Pertenezco a una familia longeva, lenta para desocupar el amarradero. Sin embargo, el simple dato de la pérdida de centímetros me notifica que he empezado a desaparecer. Además, lamento admitirlo, soy  “un poco muy mucho” más cascarrabias.
Han sido cordiales, respetuosas, mis relaciones con la parienta rica de la vida: la pelona. (Suena terrorífico hablar de la “señora muerte” así sea un truco para mantenerla a raya). Para que familiares y relacionados no tengan que hacer vaca para el entierro, mantengo al día mi seguro exequial.
Tengo acciones en dos espléndidos, talentosos, bellos, íntegros hijos que amasamos entre Gloria y yo. Ennietecemos, no envejecemos. Por razones geográficas, vimos crecer a los  nietos por zoom.
Durante mi viaje a Ítaca he estado bien apertrechado de  familiares y amigos.

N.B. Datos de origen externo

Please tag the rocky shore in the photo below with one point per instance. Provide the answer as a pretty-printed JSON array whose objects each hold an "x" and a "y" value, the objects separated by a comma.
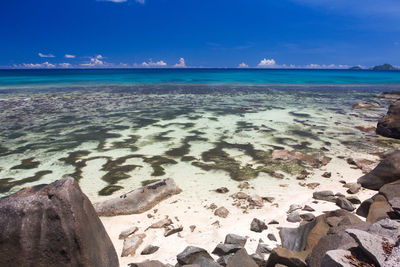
[{"x": 340, "y": 221}]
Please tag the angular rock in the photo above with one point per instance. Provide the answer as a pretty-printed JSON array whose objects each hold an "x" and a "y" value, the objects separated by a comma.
[
  {"x": 190, "y": 254},
  {"x": 221, "y": 212},
  {"x": 258, "y": 226},
  {"x": 336, "y": 258},
  {"x": 324, "y": 195},
  {"x": 128, "y": 232},
  {"x": 131, "y": 244},
  {"x": 389, "y": 126},
  {"x": 294, "y": 217},
  {"x": 387, "y": 171},
  {"x": 235, "y": 239},
  {"x": 370, "y": 244},
  {"x": 263, "y": 249},
  {"x": 379, "y": 209},
  {"x": 150, "y": 249},
  {"x": 241, "y": 259},
  {"x": 173, "y": 231},
  {"x": 344, "y": 204},
  {"x": 138, "y": 200},
  {"x": 205, "y": 262},
  {"x": 55, "y": 224},
  {"x": 354, "y": 200},
  {"x": 224, "y": 249}
]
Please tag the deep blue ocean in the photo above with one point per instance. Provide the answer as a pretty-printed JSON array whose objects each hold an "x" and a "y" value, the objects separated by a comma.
[{"x": 42, "y": 78}]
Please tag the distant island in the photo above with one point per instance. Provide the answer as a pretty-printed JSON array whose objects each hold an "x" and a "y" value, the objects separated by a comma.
[
  {"x": 355, "y": 68},
  {"x": 385, "y": 67}
]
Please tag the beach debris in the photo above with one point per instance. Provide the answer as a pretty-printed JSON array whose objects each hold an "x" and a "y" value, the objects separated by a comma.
[
  {"x": 221, "y": 212},
  {"x": 294, "y": 217},
  {"x": 128, "y": 232},
  {"x": 326, "y": 195},
  {"x": 258, "y": 226},
  {"x": 293, "y": 207},
  {"x": 150, "y": 249},
  {"x": 235, "y": 239},
  {"x": 244, "y": 185},
  {"x": 173, "y": 231},
  {"x": 131, "y": 244},
  {"x": 160, "y": 224},
  {"x": 190, "y": 254},
  {"x": 327, "y": 175},
  {"x": 222, "y": 190},
  {"x": 271, "y": 237},
  {"x": 224, "y": 249},
  {"x": 138, "y": 200}
]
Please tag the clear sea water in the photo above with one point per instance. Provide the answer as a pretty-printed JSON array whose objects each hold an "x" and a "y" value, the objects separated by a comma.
[{"x": 114, "y": 130}]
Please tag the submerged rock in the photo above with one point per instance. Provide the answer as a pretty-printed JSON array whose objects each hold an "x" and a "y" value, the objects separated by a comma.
[
  {"x": 389, "y": 126},
  {"x": 52, "y": 225},
  {"x": 138, "y": 200}
]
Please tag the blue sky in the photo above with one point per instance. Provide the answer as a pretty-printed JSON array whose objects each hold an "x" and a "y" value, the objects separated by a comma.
[{"x": 199, "y": 33}]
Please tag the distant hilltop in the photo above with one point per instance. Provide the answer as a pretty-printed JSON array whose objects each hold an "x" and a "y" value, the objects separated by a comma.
[{"x": 385, "y": 67}]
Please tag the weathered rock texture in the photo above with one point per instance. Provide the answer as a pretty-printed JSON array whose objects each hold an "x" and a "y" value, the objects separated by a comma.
[
  {"x": 138, "y": 200},
  {"x": 53, "y": 225},
  {"x": 389, "y": 126}
]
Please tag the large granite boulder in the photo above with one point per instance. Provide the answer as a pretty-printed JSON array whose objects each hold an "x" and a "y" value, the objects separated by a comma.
[
  {"x": 389, "y": 126},
  {"x": 138, "y": 200},
  {"x": 53, "y": 225},
  {"x": 387, "y": 171}
]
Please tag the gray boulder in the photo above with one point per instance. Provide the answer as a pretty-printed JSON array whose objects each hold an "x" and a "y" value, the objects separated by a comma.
[
  {"x": 53, "y": 225},
  {"x": 387, "y": 171},
  {"x": 138, "y": 200}
]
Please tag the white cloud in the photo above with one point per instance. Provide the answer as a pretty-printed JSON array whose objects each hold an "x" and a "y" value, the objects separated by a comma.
[
  {"x": 45, "y": 65},
  {"x": 267, "y": 63},
  {"x": 150, "y": 64},
  {"x": 44, "y": 55},
  {"x": 64, "y": 65},
  {"x": 181, "y": 63},
  {"x": 95, "y": 62}
]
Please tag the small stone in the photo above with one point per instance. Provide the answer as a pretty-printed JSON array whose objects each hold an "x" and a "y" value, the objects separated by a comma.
[
  {"x": 294, "y": 217},
  {"x": 327, "y": 175},
  {"x": 128, "y": 232},
  {"x": 131, "y": 244},
  {"x": 221, "y": 212},
  {"x": 354, "y": 200},
  {"x": 173, "y": 231},
  {"x": 222, "y": 190},
  {"x": 308, "y": 208},
  {"x": 271, "y": 237},
  {"x": 258, "y": 226},
  {"x": 307, "y": 217},
  {"x": 345, "y": 204},
  {"x": 244, "y": 185},
  {"x": 224, "y": 249},
  {"x": 150, "y": 249},
  {"x": 190, "y": 254},
  {"x": 235, "y": 239}
]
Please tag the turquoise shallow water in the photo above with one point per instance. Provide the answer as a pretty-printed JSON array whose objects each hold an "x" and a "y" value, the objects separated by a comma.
[
  {"x": 114, "y": 129},
  {"x": 18, "y": 78}
]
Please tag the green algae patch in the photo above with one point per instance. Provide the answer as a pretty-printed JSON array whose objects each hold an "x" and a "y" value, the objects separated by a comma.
[
  {"x": 27, "y": 164},
  {"x": 147, "y": 182},
  {"x": 217, "y": 159},
  {"x": 8, "y": 183},
  {"x": 109, "y": 190},
  {"x": 156, "y": 163}
]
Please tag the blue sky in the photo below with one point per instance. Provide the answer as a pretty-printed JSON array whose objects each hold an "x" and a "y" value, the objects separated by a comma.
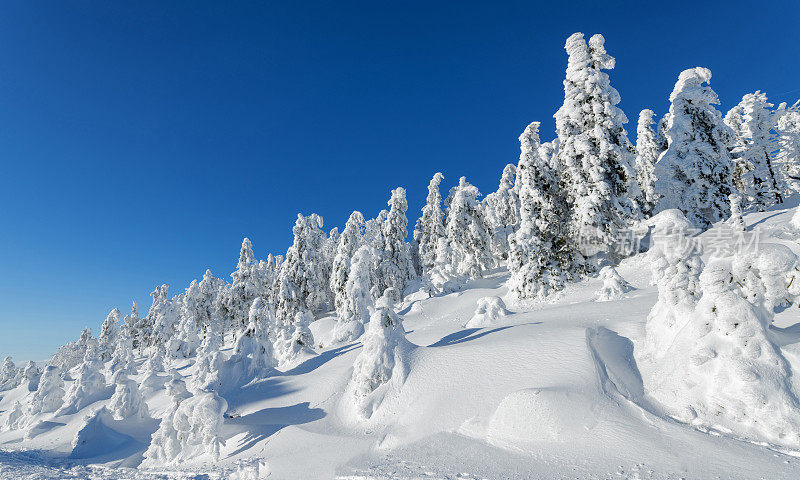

Muchos de ellos  tienen la amabilidad de gazapearme y cuestionar mis certezas.
De pronto me despierto con el escepticismo alborotado. Para curarme en salud escribí un poema malo que dice: “Señor, si existes-  y yo sospecho que sí-, apiádate de este ateo de días impares”.
Dormía mejor cuando me las arreglaba con la fe del carbonero, definida así en el catecismo del padre Astete: “Fe es creer lo que no vemos porque Dios lo ha revelado”. A falta de diplomas de estudios conservo dos de ducho en Astete. Los firma García Benítez, arzobispo de Medellín.
Me acompañan vacíos culturales, sentimentales, profesionales, de todo orden. ¡Pena me da con los que tienen la paciencia de leerme!
En mi “jodentud”, mi madre me sugería que cogiera destino.  Me lo repetía en una época en la que era vago. No sabía qué hacer con mi vida, la vida tampoco sabía qué hacer conmigo. Finalmente, obedecí, cogí oficio y me volví dizque periodista.
Suelo recordar lo que nos decía en un taller el novelista argentino, Tomás Eloy Martínez: El periodismo es un oficio para la vida y para ganarse la vida, o la papita que llamamos prosaicamente.
He procurado vivir de tal manera que por dentro de mí no espanten. En esa lucha ando.